Nothing says thrifty elegance and nostalgic spring traditions like high tea and cucumber finger sandwiches, so when I was looking for ideas for our Garden Party Swap at 40Berkeley last week the choice was a no-brainer. (Only we paired ours with a delicious, wallet-friendly rose wine from Boston’s own 90+ Cellars rather than tea. It was a party, after all.)
If you need to feed a crowd of classy ladies in Dowager Countess style but also need to keep costs at a minimum — say, for a bridal shower, baby shower, or budget wedding — this warm weather recipe is your ultimate wingwoman. It allowed me to sate 100 stylish swappers for a mere $40, and was honed over the course of a week (thanks to some amazing, and honest, houseguests) using a hybrid of elements from the classic cucumber sandwich and from another summer party staple in my house: New England clam dip. (More on that later!)
In homage to my friend and original Poor Girl Gourmet, Amy McCoy, at whose house I’m stoked to be having brunch this weekend, here’s my recipe laid out with estimated costs and tallied for a “smaller” party of 10-20 people (primarily inspired by this Southern Living recipe I pinned to our Garden Party Ideas board on Pinterest earlier this year.
CUCUMBER-DILL FINGER SANDWICHES
- 2 packages light cream cheese, softened
(2 for $1, bought on sale)
- 2 loaves white sandwich bread
($1.25 each, $2.50 total)
- 3 English cucumbers
($3 for a pack of three, with grocery card)
- 1/2 cup chopped fresh dill
(about 1 bunch, $1)
- 2 cups dices spring onion
(about 1 large bunch, $1)
- 2 tablespoons Worcestershire sauce
(let’s say $0.25)
- Salt & pepper to taste
(free, from takeout packets)
TOTAL = $8.75 (between $0.89 & $0.43/serving)
Purists beware: unlike traditional tea sandwiches/finger sandwiches, I chose to chop & mix all the ingredients together to save time since we were feeding such a large crowd. The first step is to make sure all the cream cheese is softened. (During the swap, pictured below, we had 10 packets to mix by hand, quintipling the recipe above, so this was crucial. Save your biceps.)
Next, you’ll want to finely dice your English cucumbers, spring onions, and fresh dill. I’m at a loss in the kitchen, especially when cooking in others’ kitchens, without my Philips multi-quick hand blender kit, similar to this DeLonghi set.
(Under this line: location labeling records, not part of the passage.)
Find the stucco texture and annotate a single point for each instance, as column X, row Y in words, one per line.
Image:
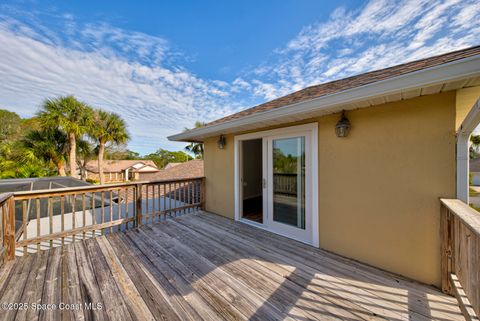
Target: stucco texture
column 379, row 188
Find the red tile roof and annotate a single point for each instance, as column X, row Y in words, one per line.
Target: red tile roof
column 190, row 169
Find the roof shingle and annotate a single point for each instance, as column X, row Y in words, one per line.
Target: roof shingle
column 351, row 82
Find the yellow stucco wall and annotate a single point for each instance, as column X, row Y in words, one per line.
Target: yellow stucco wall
column 465, row 99
column 378, row 188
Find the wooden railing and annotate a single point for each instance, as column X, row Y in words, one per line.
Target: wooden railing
column 36, row 220
column 285, row 183
column 460, row 248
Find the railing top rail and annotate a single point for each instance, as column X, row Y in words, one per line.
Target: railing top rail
column 465, row 213
column 5, row 196
column 94, row 188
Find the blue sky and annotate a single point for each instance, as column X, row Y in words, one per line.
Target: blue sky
column 164, row 65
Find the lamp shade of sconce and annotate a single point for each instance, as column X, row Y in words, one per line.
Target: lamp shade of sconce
column 342, row 128
column 221, row 142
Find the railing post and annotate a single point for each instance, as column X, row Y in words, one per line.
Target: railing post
column 9, row 229
column 138, row 205
column 202, row 194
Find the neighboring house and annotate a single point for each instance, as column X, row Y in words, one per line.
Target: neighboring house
column 372, row 195
column 190, row 169
column 121, row 170
column 169, row 165
column 474, row 168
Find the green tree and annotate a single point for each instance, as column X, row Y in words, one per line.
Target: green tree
column 70, row 115
column 119, row 151
column 196, row 148
column 107, row 128
column 475, row 144
column 49, row 145
column 162, row 157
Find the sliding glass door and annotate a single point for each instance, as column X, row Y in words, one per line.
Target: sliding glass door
column 276, row 181
column 288, row 165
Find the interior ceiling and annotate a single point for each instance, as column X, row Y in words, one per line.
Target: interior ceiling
column 430, row 90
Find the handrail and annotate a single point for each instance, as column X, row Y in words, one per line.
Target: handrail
column 70, row 190
column 48, row 218
column 460, row 250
It makes light work of monotonous tasks, like dicing 30 English cucumbers and 6 bunches of spring onions, below (HUGE thanks to my sous chef Tara Bellucci of the Boston Food Swap for her tireless chopping and cheerful company in the kitchen — couldn’t have pulled this off without you, girl!
Using the food processor attachment to finely dice some, if not all, of your green herbs & veggies will keep the water from the cucumbers contained, which is a hugely added bonus in making the cream cheese mixture more spreadable on the white bread (in the next step).
In a large mixing bowl, add all of your diced greens and the Worcestershire sauce to the softened cream cheese, and get ready to flex those muscles. When the mixture is mostly combined, fold in pinches of salt and pepper to taste, adding a little water if necessary until the consistency is soft, creamy, and easily spreadable (but not too thin, otherwise it will soak through the bread).
In a single layer on a sheet pan, lay out slices of white bread and add a dollop of the filling mixture (about 3 tablespoons per slice) to each slice, then spread to the edges in a thin layer. Top each one with a second slice of white bread, then chill in the fridge until just before serving. Carefully slice off crusts with an extremely sharp knife, cut in thirds width-wise, and serve immediately on a tray or cake stand (like we did below) along with tea, lemonade, mint juleps, or a nice, dry rose wine.
It was a complete crowd-pleaser, save the one vegan and one gluten-free vegetarian in the crowd, but if you have friends with these dietary restrictions, you can easily swap in soy cream cheese and gluten-free bread for a few bucks more. Enjoy, Gumshoes!